Language’s associative nature naturally gives rise to consciousness
Pieces of language associate to other pieces of language. This gives rise to reference, and makes language self-referential. Further than that, the broad and vast associations, combined with the open-endedness of language whereby we can invent new words and phrases to express and relate to what we wish, means that our language can refer to our own process of language generation, ourselves, our minds, and our beliefs.
In practice, we are sufficiently motived to often refer to ourselves, minds and process. It should be noted that this mechanism provides no assurance of the validity of statements we make about ourselves, simply that we’re capable of making them.
Consciousness has a long history of struggles to define it. Despite the difficulty in definition, many philosophers believe that there is a broadly shared underlying intuition about what consciousness is. I’m going to throw a simplistic definition into these troubled waters: Language’s ability to self-refer gives rise to the experience and phenomena of consciousness.
We should include language in our attempts to create artificial general intelligence (AGI)
This is the conclusion I draw from the previous statements. Language is both very powerful (being used for everything from arts to accountancy) and also has desirable computational properties (fixed architecture can handle broad diversity of problems, standardized I/O, can leverage different types of external memory).

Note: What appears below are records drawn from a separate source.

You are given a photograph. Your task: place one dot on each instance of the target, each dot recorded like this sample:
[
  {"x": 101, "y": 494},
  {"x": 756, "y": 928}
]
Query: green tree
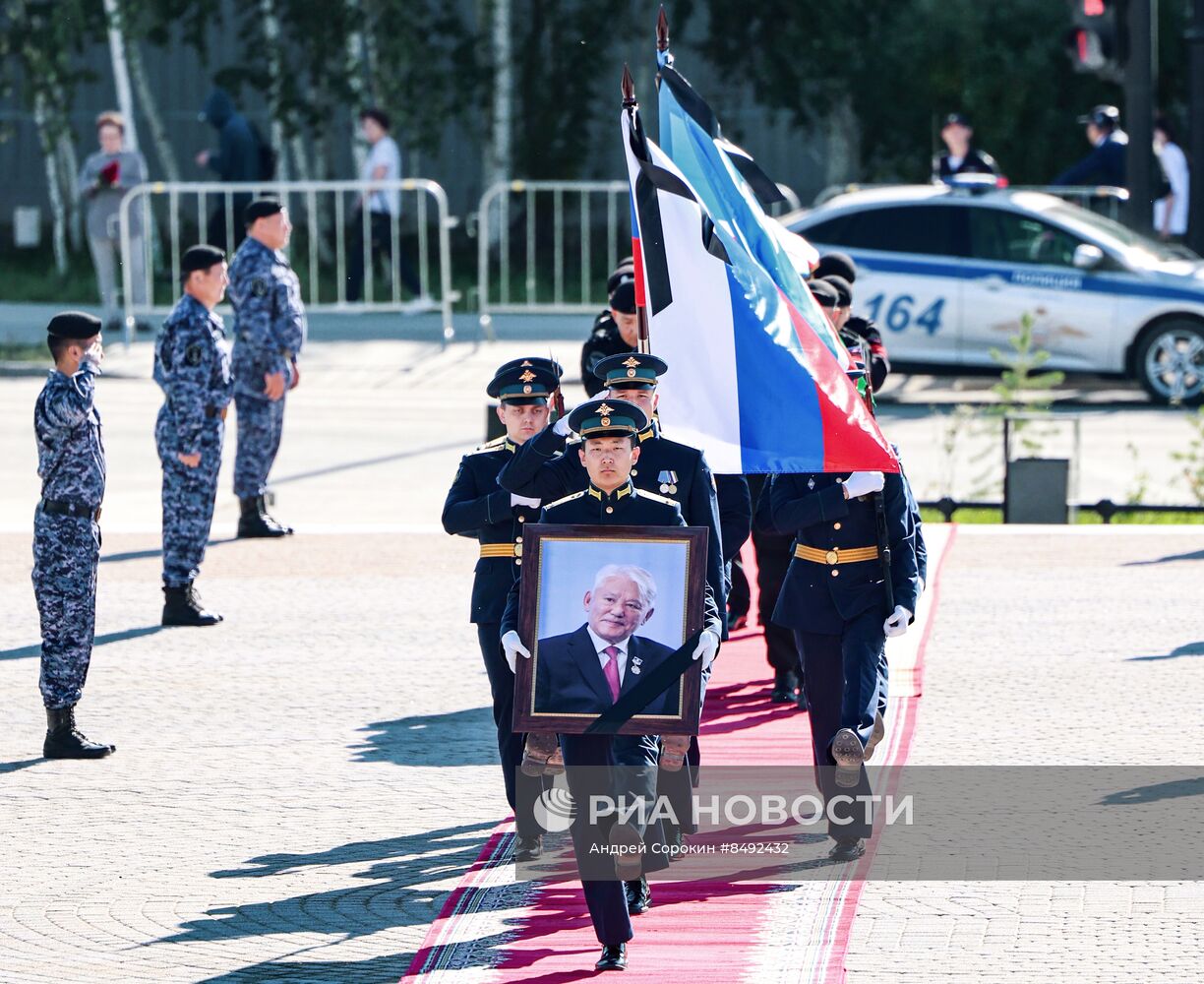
[{"x": 904, "y": 65}]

Whilst our current deep networks are not capable enough to provide AGI today, the latest language models show increasing promise. Harnessed such that language can provide control flow for the intelligent system, and using self-talk for reasoning and recursion, these approaches may start to open doors to systems with vastly more generality and capability than today’s narrow intelligence systems.
Finally, a caveat: just as birds and planes achieve flight in very different ways, it’s likely that there will be routes to general intelligence very different from those nature has taken.